I don't know if they ever get potty trained all the way!!:biggrin1: Here is one for you....Casper turned 1 yr in Sept. and yesterday I went to hook him on his leash to go outside to potty and I hooked him and then before going out he justed pottied right there on the rug by the door:jaw: Other than that he has been doing pretty good going outside.


----------



## Paige (Sep 12, 2006)

Lynn...Reece peed in the house a few times after I got Preston..and I was surprised...I thought maybe since he saw Preston doing it....he thought is was now okay for him to...


----------



## JCChaplin (Oct 2, 2007)

Well, I guess from all of your replies that 5 months is a little early to expect him to be trained. He was having accidents every few days, but the last week it was every day. I had written about the fact that the trainer originally said to restrict the water.  The problem i had with that is that he would gulp down a bowl and a half of water when he actually had access to it. Then, i would walk him and he would go, but after getting back into the house, he would have an accident. I think that he would consume so much water in one shot, that he could not hold it. So, I am trying to leave the dish out and let him take a little at a time.

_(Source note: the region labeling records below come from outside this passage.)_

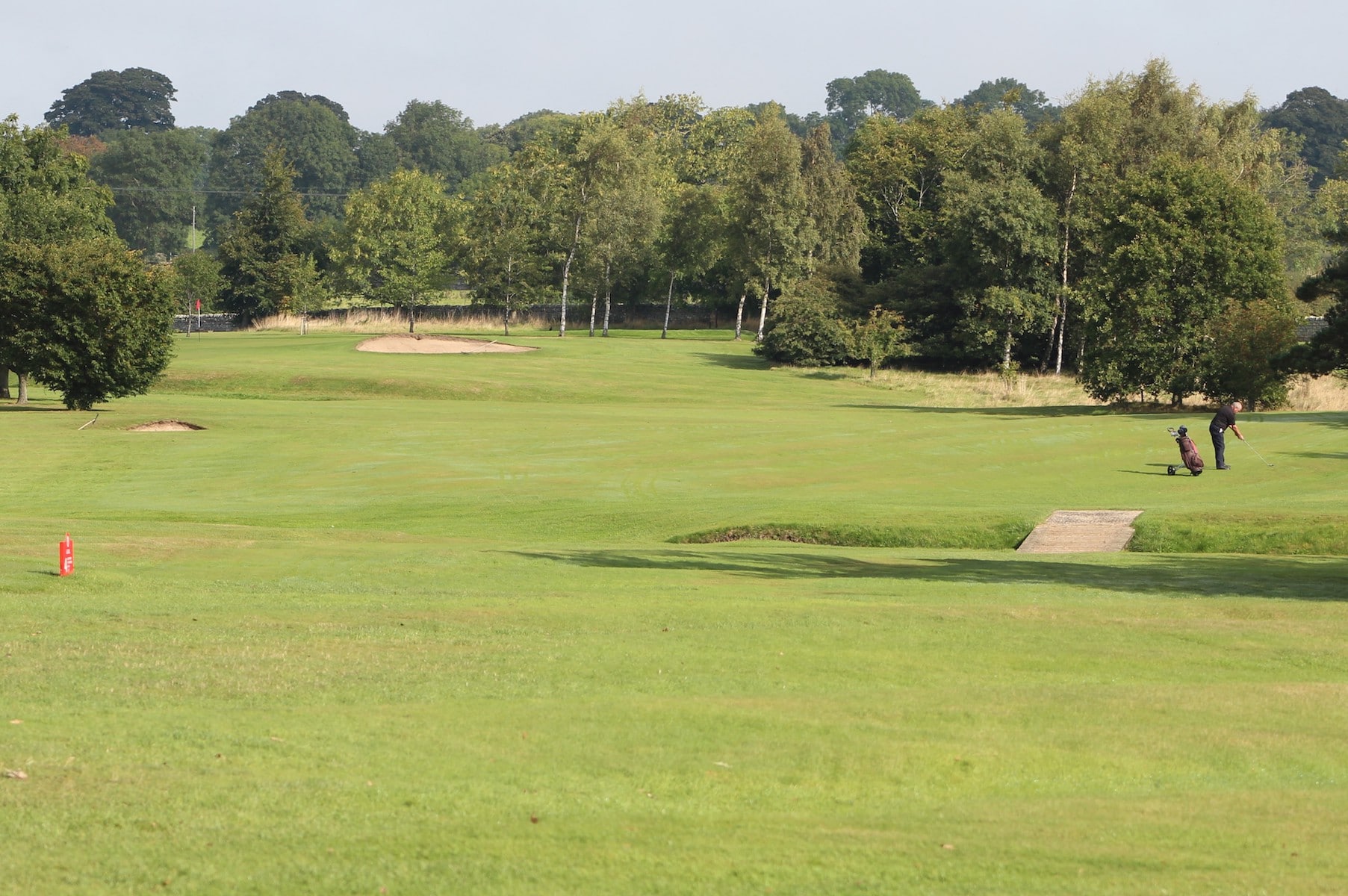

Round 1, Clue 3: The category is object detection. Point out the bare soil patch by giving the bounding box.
[129,420,206,432]
[356,333,534,355]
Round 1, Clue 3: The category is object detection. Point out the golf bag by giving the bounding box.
[1166,426,1202,476]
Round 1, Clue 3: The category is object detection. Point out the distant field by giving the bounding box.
[0,332,1348,893]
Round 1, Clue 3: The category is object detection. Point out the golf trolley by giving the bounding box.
[1166,426,1202,476]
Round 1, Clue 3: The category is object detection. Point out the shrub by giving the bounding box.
[754,280,848,367]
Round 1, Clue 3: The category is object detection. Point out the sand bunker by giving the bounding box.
[129,420,206,432]
[356,333,534,355]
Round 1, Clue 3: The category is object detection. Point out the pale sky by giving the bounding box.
[0,0,1348,131]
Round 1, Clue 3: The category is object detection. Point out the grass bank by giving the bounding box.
[0,332,1348,893]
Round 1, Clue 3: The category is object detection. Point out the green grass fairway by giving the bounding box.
[0,332,1348,896]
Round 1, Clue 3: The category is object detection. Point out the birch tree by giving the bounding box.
[730,104,814,341]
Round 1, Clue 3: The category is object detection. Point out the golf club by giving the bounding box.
[1240,439,1273,466]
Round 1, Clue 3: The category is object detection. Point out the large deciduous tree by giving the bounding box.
[218,147,321,320]
[209,90,366,228]
[0,236,174,411]
[944,109,1055,369]
[801,121,866,273]
[1293,225,1348,376]
[89,128,211,256]
[1264,87,1348,187]
[465,159,553,335]
[43,69,176,136]
[824,69,931,143]
[1082,156,1285,403]
[333,169,462,333]
[956,78,1060,128]
[384,100,508,190]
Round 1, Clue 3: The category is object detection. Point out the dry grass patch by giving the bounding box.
[127,420,206,432]
[356,333,534,355]
[860,370,1102,408]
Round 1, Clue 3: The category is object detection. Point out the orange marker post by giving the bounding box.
[60,532,75,576]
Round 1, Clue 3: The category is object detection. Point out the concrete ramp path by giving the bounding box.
[1016,511,1142,554]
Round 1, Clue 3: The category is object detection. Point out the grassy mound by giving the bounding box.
[670,520,1034,550]
[1128,514,1348,556]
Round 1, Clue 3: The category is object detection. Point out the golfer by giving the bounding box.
[1208,402,1246,470]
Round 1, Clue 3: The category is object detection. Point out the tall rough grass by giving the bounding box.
[1288,376,1348,411]
[868,370,1100,408]
[251,308,549,333]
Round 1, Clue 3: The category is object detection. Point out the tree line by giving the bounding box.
[2,60,1348,404]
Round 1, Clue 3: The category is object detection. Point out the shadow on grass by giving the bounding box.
[839,404,1116,417]
[695,352,771,370]
[514,550,1348,601]
[1251,411,1348,427]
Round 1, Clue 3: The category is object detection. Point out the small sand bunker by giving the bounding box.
[356,333,534,355]
[131,420,206,432]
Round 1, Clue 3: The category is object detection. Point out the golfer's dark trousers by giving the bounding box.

But, I think that I have to put a small amount at a time, though. If I fill the bowl, he can get a lot all at once. Also, I am going back to restricting him to his ex-pen or my kitchen. If I allow him to run around downstairs, I follow him. I guess I just have to be patient! Thanks!


----------



## Laurief (Nov 7, 2006)

I am glad you were able to get a little help from all our crazy responses and experiences. You are right that it is a little early to expect that much from him. We would always take water away at 7pm too, this way the pups would pee one more time at night & then sleep thru.


----------



## gelbergirl (Jun 9, 2007)

I'm going to say with Henry it was 9 months.
I think it has more with the maturity of the bladder and surrounding muscles.


----------



## Lynn (Jan 2, 2007)

It is probably to soon to speck:biggrin1: I know how it goes....just when you say they are doing good it goes bad....but Missy is really doing good with pee pads in her ex-pen. 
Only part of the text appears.